2013-05-25 14:26:21

Svezia, altra notte di tensione: testimonianze di un corrispondente e una ricercatrice


Per la sesta notte consecutiva si sono verificati disordini a Husby, un quartiere di Stoccolma abitato soprattutto da immigrati. Diverse automobili sono state date alle fiamme, ma i disordini sono stati meno gravi delle notti precedenti, tuttavia si sono estesi ad altre città, tra cui Uppsala. Il servizio di Benedetta Capelli:RealAudioMP3

Sesta notte di disordini con veicoli in fiamme in diversi quartieri di Stoccolma, ma l’impiego di agenti, provenienti da Goteborg e da Malmoe ha fatto sì che quella passata sia stata una notte meno carica di tensione. Nel centro della Svezia, a Orebro, un gruppo di giovani ha invece dato fuoco ad alcune auto, mentre non lontano da Stoccolma è stato incendiato un edificio disabitato. Tutto è iniziato lo scorso 13 maggio, dopo l’uccisione di un uomo armato di coltello da parte della polizia: l'episodio ha scatenato reazioni forti con incendi, saccheggi, atti di sciacallaggio, tanto da spingere le Ambasciate di Gran Bretagna e Stati Uniti a invitare i propri connazionali a tenersi lontani da alcuni quartieri.

Le violenze di questi giorni hanno suscitato molta curiosità all’estero, diversa la reazione all’interno dell’opinione pubblica svedese. Ma per i fatti di Stoccolma è difficile dare un’unica lettura. Ake Malm, corrispondente in Italia del quotidano “Aftonbladet”:

“La situazione è molto complessa ed è molto difficile fare generalizzazioni.
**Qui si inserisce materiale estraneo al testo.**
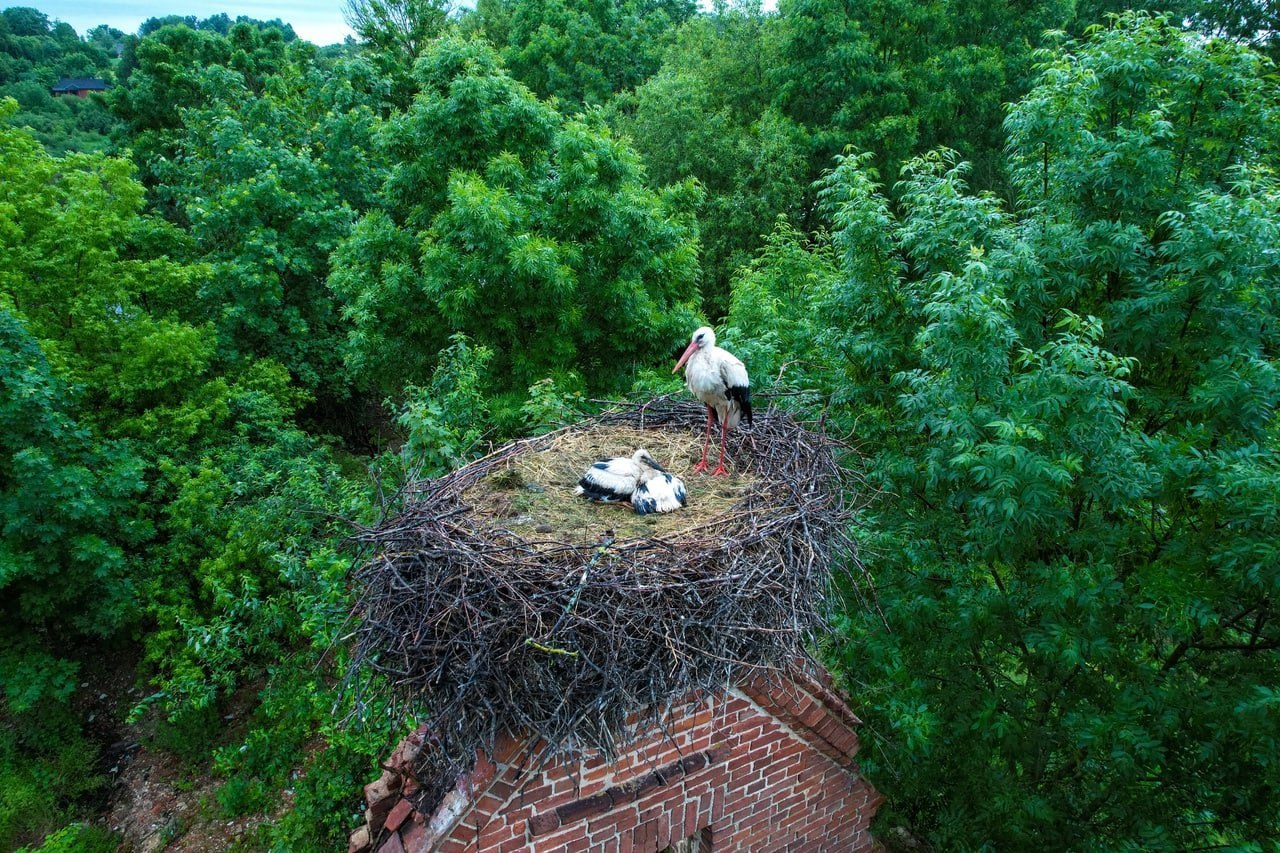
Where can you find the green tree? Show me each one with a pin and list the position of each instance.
(707, 115)
(530, 233)
(580, 51)
(1070, 422)
(393, 33)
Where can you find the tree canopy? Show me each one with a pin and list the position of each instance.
(1022, 258)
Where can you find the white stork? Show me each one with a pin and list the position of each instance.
(638, 479)
(720, 381)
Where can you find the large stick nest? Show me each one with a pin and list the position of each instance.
(496, 600)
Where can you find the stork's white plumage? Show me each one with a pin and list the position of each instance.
(627, 479)
(720, 381)
(661, 493)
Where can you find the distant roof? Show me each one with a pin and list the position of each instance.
(81, 83)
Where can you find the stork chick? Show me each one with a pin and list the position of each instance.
(636, 479)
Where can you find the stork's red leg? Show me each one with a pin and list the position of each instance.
(707, 443)
(720, 469)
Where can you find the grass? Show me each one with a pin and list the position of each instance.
(533, 493)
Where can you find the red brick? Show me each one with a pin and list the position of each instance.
(414, 836)
(585, 807)
(392, 844)
(360, 840)
(544, 822)
(376, 813)
(397, 815)
(620, 821)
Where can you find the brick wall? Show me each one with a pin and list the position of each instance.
(762, 767)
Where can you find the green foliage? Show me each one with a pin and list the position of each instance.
(708, 115)
(520, 229)
(46, 767)
(580, 51)
(65, 500)
(33, 56)
(393, 35)
(1070, 423)
(553, 402)
(444, 422)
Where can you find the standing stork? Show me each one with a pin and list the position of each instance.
(720, 381)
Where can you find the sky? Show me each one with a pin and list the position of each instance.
(316, 21)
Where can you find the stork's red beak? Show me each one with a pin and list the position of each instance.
(689, 351)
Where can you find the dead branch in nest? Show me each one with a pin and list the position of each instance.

Non c’è dubbio che in Svezia negli ultimi anni ci siano stati fenomeni molto frequenti di razzismo. Abbiamo al potere un partito chiaramente xenofobo, arrivato a essere il terzo più grande partito del Paese e questo è estremamente preoccupante”.

“Non c’è una valenza razziale in questi disordini”, aggiunge Marta Paterniti, ricercatrice del “Karolinska Institut” di Stoccolma, uno dei più importanti Centri di ricerca al mondo, da anni nel Paese scandinavo. C’è da aggiungere che la società svedese è cambiata molto negli ultimi dieci anni, a causa anche di alcune riforme attuate come quella della scuola:

“Negli ultimi anni, ha visto mancare molto la disciplina, c’è molta poca disciplina. C’è l’attitudine, da una parte, di rispettare le idee del bambino e a volte è come se i maestri diventassero passivi o addirittura vittime dei voleri dei bambini. Secondo me, questa cosa sta scappando di mano e messa in un contesto di segregazione crea dei problemi. Quando dalla scuola non arrivano modelli educativi forti, le famiglie di immigrati, che hanno già tutti i disagi del caso, vivono ancora di più questo disagio dei figli”.

Sembra in crisi il modello di accoglienza svedese che - se da un lato ha portato nel Paese una presenza di immigrati pari al 15% e con 44 mila richieste di asilo solo lo scorso anno - dall’altro ha visto crescere negli stessi immigrati, relegati in periferia, un forte senso di emarginazione rispetto alla società svedese. Ancora Marta Paterniti:

“Lavoro al 'Karolinska Institut' e sono un’immigrata privilegiata. Io, però, come l’immigrato di Husby, che è il quartiere da cui è partito tutto, abbiamo gli stessi benefici sociali dallo Stato svedese. La società svedese è molto chiusa e, secondo me, non c’è ancora la cultura di vedere nella persona diversa, quindi nell’immigrato, una ricchezza”.

Dunque, pari diritti per tutti ma rischio di omologazione: è un po’ questo il cuore del problema accanto ad altri fattori sociali, come il taglio di sussidi di disoccupazione e la crescente disoccupazione dei lavoratori non qualificati. Ma la Svezia non è un Paese in crisi economica. Il giornalista Ake Malm:

“L’economia ha tenuto in un momento in cui il resto dell’Europa si trovava in una grande crisi, in deficit di bilancio e nel debito pubblico. La Svezia ha un debito pubblico del 34% e non è questo il problema. Fino a quest’anno abbiamo, avuto l’aumento del pil di oltre il 2% e adesso siamo all’1, 5%. E’ diminuito, ma non si può parlare di grave crisi. La crisi invece sta nel cambiamento del mercato del lavoro. Molte di quelle fabbriche che una volta richiedevano gente senza grande preparazione, non ci sono più perché sono state spostate in Asia. Chi arriva senza una specifica preparazione, quindi, trova difficilmente lavoro. Senza una preparazione, si hanno grandissime difficoltà anche nell’integrarsi”.